The If I were President article at Foreign Policy magazine is interesting. Not so much for stark differences in content to Bush's "foreign policy" but stark contrasts in tone.

European integration and demilitarisation has only been achieved with the support of a powerful US military. The realisation of the EU has seen a bitterly divided arena at the time of World War II reach a point where a conflict between European powers is pretty much unimaginable. Equally, the substantial demilitarisation of European countries to the point where we do peace keeping but little else, with exceptions, has deliberately bolstered the power of the US.

The UK & France have nukes but I, having experienced Tony Blair as our Prime Minister as our leader for 6 years, doubt very much whether they would ever be used even in the event of a nuclear attack on the UK.

The US has crafted for itself a role, with the cooperation of others, as "bad cop" versus the EU's "good cop" of mutual understanding, multi-lateralism and faith in international institutions. The authority to exercise that role comes from a perceived "moral authority" as promoter of all things good.

In the face then of worldwide anti-americanism, the correct position for the US is to live up to the role of benign benefactor and that has to start with human rights for its own citizens; restore tolerance of opposing views, return liberty removed in hasty legislation, abolish the death penalty which is inhumane. Continue by working towards a better environment, not being pissy in paying a fair share of international institutions funding, living up to treaty commitments and respecting, yet engaging, differing viewpoints throughout the world.

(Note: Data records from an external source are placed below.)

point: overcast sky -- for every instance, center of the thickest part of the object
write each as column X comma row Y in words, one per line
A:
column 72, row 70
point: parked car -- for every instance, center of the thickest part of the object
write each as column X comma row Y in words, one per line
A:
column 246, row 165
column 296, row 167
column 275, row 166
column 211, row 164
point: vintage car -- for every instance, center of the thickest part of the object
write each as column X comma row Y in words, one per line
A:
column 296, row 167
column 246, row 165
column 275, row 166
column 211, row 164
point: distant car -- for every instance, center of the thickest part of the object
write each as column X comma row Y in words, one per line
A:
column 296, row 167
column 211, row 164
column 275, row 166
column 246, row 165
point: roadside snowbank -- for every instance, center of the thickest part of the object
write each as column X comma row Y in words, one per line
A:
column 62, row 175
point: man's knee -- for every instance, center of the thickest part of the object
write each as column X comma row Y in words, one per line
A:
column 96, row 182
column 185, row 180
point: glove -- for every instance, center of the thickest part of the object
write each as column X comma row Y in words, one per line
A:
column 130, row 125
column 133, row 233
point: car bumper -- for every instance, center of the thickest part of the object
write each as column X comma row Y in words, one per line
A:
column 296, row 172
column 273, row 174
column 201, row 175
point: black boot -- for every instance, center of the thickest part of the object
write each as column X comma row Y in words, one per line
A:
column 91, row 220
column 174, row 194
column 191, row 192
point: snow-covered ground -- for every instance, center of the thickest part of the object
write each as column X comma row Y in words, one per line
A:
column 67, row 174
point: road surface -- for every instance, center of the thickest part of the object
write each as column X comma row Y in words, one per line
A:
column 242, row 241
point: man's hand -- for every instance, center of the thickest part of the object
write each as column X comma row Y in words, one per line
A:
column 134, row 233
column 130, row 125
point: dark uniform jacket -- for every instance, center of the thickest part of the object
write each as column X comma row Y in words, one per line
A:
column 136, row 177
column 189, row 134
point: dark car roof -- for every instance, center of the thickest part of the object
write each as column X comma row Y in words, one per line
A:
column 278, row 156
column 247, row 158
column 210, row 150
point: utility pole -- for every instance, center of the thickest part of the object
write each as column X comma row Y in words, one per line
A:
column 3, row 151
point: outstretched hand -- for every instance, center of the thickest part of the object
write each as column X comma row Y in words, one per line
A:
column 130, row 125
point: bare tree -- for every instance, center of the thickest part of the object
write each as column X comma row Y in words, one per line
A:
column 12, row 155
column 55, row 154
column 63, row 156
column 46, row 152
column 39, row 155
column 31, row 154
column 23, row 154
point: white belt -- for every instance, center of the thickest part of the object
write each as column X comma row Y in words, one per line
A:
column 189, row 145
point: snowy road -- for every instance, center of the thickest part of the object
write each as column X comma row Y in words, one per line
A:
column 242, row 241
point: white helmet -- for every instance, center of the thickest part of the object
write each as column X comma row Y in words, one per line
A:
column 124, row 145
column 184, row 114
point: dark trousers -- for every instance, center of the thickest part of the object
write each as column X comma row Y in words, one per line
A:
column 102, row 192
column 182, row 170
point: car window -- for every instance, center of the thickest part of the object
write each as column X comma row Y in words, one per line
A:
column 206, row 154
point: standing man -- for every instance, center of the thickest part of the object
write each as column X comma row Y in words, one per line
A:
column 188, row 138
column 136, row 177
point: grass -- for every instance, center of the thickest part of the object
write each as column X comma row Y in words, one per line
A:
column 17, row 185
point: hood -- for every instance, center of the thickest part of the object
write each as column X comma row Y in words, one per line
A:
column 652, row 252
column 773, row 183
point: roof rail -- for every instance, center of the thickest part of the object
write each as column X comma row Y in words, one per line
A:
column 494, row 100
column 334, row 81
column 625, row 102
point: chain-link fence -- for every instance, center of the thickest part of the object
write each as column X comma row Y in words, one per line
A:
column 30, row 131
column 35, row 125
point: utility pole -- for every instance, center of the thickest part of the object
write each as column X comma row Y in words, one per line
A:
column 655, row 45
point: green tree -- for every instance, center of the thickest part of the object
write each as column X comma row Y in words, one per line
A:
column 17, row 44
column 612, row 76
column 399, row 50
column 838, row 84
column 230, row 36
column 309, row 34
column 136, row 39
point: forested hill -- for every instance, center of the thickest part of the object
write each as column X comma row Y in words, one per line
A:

It is undoubtedly in the interest of the US to be the lone superpower, but with this role comes resentment from states who aspire to great military power and individuals or organisations who detest the misapplication of "super" powers. Black and white rhetoric of "victory" in Iraq, winners and losers, good and evil, "with us" or "against us" may serve short term domestic purposes but foments long term international resentment. In my view there is no way to "win" in foreign policy but there is certainly a route to a happy global equilibrium through sensitive dealings and understanding. The US will never "win" if the act of winning involves others being seen to lose.